LNC, on the other hand, contends that Suavinex's argument that it independently designed and created its products is an inherently factual question that is not properly resolved by summary judgment. LNC states that it was the first in the industry to develop a pacifier that combines soft silicone edges with a hard shield, which provides protection if the child falls or bumps into something, and that it also invented a soft top for sippy cups that incorporates a soft spout with a no-spill compression valve creating the same "soft" safety features as its combination hard/soft shield pacifier. LNC states that no company had ever sold combination hard/soft shield pacifiers or sippy cups with soft cup tops until they were created by LNC. LNC contends that Suavinex breached the Agreements by producing pacifiers and cups that copied and/or used the product design, methods, and/or information of LNC's combination hard/soft shield pacifier and soft cup top.
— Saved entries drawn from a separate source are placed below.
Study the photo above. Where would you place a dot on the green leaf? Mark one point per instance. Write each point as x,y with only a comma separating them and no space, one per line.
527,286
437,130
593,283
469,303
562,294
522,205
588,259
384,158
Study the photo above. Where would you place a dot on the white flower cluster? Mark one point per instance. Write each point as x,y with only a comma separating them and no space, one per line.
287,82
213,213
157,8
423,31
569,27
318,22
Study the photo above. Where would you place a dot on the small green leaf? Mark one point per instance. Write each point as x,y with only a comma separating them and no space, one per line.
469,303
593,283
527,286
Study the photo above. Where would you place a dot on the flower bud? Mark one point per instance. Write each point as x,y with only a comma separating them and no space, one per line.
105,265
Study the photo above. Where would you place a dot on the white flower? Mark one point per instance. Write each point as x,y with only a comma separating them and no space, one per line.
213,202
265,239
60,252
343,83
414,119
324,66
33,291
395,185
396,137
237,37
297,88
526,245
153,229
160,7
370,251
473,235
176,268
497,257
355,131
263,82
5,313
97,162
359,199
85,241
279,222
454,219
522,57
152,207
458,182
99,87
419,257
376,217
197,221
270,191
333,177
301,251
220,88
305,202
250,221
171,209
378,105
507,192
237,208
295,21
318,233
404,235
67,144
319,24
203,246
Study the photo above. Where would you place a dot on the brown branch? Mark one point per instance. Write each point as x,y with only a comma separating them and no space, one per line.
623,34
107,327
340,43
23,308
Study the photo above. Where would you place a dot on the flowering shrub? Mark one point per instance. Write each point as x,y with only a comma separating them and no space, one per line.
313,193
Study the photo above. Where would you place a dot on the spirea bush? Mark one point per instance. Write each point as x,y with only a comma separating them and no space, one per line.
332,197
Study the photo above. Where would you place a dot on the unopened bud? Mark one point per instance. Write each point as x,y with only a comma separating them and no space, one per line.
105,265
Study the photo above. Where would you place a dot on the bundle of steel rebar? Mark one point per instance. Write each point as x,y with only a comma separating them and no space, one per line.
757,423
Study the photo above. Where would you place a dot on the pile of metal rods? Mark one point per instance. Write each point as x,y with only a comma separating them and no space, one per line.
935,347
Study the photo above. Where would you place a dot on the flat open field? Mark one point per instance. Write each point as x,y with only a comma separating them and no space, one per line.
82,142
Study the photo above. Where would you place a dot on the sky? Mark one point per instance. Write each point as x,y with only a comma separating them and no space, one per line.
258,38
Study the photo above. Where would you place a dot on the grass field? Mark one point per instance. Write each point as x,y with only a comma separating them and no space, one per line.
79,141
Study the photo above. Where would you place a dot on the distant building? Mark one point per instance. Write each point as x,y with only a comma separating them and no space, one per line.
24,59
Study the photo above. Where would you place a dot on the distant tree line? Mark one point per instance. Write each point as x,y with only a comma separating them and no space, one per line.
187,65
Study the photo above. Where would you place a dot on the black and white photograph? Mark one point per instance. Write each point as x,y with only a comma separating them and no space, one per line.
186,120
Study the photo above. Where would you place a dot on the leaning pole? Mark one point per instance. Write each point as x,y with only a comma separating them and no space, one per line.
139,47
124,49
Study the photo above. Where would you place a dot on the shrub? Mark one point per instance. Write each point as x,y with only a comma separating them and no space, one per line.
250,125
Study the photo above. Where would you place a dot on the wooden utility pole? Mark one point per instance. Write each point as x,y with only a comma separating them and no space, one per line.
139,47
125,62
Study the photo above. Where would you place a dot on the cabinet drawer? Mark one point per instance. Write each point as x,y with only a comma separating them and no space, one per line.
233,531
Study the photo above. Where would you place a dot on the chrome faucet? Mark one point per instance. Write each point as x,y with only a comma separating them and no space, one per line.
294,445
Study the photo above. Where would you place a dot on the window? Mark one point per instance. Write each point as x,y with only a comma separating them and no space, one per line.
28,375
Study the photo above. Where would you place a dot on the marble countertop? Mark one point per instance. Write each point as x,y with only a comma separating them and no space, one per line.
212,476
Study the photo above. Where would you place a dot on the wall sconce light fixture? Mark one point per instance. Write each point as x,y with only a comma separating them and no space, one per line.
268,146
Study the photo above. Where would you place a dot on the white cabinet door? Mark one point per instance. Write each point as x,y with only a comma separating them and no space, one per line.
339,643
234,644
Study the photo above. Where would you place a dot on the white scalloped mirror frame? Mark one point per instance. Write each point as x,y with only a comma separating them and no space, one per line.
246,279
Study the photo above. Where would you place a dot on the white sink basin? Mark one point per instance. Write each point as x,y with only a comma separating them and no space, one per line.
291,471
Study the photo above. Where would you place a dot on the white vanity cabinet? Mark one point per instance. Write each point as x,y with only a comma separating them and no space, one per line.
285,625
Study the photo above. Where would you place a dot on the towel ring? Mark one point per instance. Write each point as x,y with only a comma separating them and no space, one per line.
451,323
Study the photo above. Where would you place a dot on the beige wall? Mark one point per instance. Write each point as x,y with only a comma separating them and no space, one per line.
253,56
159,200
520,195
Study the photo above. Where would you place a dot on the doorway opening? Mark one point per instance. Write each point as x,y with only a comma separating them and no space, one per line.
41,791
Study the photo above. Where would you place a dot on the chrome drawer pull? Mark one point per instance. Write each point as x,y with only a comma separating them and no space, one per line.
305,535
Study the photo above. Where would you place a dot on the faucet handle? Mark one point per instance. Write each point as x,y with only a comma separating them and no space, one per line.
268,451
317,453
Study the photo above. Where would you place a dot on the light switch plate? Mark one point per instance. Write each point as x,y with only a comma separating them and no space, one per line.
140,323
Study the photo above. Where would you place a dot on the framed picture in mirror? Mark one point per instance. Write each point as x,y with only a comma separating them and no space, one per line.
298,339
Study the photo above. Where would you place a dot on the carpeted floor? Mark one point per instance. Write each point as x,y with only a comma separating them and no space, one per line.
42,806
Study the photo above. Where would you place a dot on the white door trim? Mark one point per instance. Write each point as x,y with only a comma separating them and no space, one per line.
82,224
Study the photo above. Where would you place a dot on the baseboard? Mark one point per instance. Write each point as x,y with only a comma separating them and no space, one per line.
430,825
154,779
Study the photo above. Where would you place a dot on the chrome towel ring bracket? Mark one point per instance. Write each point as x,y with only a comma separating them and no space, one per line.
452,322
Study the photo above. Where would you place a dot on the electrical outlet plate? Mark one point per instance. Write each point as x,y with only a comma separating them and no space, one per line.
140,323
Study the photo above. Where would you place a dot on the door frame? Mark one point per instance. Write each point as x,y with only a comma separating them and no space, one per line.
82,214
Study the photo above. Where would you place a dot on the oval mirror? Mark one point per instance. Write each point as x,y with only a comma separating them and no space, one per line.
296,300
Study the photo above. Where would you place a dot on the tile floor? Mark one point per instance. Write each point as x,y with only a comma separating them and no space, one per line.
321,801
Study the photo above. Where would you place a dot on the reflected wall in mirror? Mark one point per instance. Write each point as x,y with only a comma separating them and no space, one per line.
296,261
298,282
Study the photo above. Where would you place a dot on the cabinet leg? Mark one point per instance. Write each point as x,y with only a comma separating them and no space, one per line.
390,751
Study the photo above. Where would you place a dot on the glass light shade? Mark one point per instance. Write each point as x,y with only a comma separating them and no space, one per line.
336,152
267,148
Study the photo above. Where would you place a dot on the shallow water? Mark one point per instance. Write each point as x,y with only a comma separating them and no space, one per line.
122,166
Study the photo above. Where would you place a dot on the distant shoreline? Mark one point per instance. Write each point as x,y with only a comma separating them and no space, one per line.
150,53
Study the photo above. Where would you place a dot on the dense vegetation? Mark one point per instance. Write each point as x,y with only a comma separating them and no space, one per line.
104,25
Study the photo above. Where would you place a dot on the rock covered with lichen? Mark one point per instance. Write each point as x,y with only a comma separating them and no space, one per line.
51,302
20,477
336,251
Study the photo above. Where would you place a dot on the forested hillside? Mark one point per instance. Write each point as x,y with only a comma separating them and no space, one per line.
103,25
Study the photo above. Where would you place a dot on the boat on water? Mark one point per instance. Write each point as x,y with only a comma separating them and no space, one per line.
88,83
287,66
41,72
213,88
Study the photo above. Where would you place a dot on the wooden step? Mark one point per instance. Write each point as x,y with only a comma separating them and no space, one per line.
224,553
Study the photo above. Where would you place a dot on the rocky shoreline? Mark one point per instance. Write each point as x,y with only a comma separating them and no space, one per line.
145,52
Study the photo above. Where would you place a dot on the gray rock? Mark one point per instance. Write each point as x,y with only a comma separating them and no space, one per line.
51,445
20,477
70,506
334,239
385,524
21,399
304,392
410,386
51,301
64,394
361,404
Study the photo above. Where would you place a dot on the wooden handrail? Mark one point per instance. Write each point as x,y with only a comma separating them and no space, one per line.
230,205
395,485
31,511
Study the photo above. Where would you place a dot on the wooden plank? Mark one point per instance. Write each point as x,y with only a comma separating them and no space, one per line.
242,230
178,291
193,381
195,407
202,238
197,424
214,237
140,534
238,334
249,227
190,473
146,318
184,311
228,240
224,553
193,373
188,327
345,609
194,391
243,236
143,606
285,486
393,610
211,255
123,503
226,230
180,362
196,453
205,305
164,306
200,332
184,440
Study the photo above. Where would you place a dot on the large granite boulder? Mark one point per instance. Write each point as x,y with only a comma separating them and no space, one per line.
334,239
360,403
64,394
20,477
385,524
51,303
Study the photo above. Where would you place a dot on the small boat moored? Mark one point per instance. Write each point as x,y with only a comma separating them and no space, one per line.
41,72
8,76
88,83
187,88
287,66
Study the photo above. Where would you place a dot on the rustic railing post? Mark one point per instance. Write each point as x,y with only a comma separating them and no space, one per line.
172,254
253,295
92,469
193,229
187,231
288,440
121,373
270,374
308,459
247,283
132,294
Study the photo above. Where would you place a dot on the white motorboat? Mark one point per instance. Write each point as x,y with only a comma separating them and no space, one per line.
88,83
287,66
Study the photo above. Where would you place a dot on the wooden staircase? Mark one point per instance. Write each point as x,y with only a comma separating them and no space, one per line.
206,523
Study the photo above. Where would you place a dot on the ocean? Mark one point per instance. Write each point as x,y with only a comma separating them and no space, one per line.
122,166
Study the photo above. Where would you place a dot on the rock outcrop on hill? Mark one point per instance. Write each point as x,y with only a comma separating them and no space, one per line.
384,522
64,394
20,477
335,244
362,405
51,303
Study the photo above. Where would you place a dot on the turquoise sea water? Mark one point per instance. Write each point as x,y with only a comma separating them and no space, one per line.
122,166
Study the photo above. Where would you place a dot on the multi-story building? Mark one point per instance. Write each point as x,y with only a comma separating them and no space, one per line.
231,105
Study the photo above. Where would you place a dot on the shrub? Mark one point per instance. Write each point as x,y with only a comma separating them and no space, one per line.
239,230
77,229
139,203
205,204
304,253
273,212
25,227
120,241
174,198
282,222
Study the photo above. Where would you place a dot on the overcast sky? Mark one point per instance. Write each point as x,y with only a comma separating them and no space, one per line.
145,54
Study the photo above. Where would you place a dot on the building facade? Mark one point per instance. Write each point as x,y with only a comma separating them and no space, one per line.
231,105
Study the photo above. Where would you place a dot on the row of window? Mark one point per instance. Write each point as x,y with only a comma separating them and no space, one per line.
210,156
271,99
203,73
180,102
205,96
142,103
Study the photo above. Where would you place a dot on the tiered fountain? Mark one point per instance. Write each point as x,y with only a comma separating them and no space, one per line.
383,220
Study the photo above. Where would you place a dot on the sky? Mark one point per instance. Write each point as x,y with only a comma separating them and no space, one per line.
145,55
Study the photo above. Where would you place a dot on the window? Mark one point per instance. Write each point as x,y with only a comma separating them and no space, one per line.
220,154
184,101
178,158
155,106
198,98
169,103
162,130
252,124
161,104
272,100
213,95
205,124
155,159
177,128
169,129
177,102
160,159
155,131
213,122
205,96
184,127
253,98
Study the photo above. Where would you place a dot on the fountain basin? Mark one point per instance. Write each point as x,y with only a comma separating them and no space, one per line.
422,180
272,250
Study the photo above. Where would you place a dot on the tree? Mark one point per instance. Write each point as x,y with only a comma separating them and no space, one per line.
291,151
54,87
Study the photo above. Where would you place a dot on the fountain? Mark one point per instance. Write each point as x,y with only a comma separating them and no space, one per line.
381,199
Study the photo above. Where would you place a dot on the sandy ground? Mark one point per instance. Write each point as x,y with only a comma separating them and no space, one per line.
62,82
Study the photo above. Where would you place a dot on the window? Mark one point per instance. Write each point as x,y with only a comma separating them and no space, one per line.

LNC argues that there are a number of inherently factual issues-such as whether Suavinex independently designed and created its products-that are not properly determined by summary judgment, and that a question as to any of the fifty-one (51) "material facts" submitted by Suavinex is sufficient to preclude summary judgment. LNC contends that many of the exhibits that purport to establish Suavinex's "material facts" are not authenticated and thus are not competent summary judgment evidence.

This Court does not believe summary judgment is appropriate in this case. Whether the Suavinex products so closely resembled the LNC products and/or whether Suavanex copied or used LNC's product designs are factually intensive questions which defeat summary judgment. Simply looking at the photos/pictures provided by Suzvinex is not enough. There are factual determinations which it will be necessary for the trier of fact to make.

Therefore, Suzvinex's Motion for Partial Summary Judgment is DENIED.

C. LNC's Request for Permanent Injunction

This Court has found that Suavinex is not entitled to summary judgment with respect to its Counterclaim for Declaratory Judgment that it did not breach the parties' 2012 Termination Agreement. Therefore, Suavinex's motion for summary judgment that LNC is not entitled to a permanent injunction is also DENIED.

III. CONCLUSION

For the foregoing reasons, Suavinex's Motion for Partial Summary Judgment is DENIED.

FootNotes


1. Judge James also ruled that LNC breached the 2012 Termination Agreement's forum selection clause by originally filing this action in state court and awarded nominal damages. LNC did not appeal that ruling.